Palazzo Moro Lin, Venice

Palazzo Moro Lin (called palasso de le trèdese fenestre in Venetian dialect, or palace of the thirteen windows), is a Venetian palace, located in the San Marco district and overlooking the Grand Canal.

 

History

The palace was built around 1670, based on a project by Sebastiano Mazzoni and by the will of Pietro Liberi, a painter in Venice. After the painter died, in 1691 the building passed to Antonio Lin, who bought it and furnished it with frescoes, now lost, and other works of art, as well as providing, at the turn of the seventeenth and eighteenth centuries, to raise the building by one floor . Around 1942 it was bought by the Milanese industrialist Enrico Ghezzi, who took it over from the Venetian Pascolato family.

 

Description

Façade of four orders and symmetrically designed.
The ground floor has seven round arches emerging from the canal and forming a portego, of which the central one is smaller. The two noble floors and the eighteenth-century third floor are each crossed by thirteen single-lancet windows, between which pilasters decorate.
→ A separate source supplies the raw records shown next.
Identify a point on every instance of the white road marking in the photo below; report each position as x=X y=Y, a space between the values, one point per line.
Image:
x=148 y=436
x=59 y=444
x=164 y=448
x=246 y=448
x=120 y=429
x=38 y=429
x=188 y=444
The openings of the main floors, although rectangular like those of the third floor, are inscribed in a rounded indentation.
The frame that divides the first noble floor from the ground floor is accompanied by a balustrade, while the attic has an indented cornice.
The fresco works of Antonio Bellucci, Antonio Molinari and Gregorio Lazzarini can still be seen today inside the apartments of the building.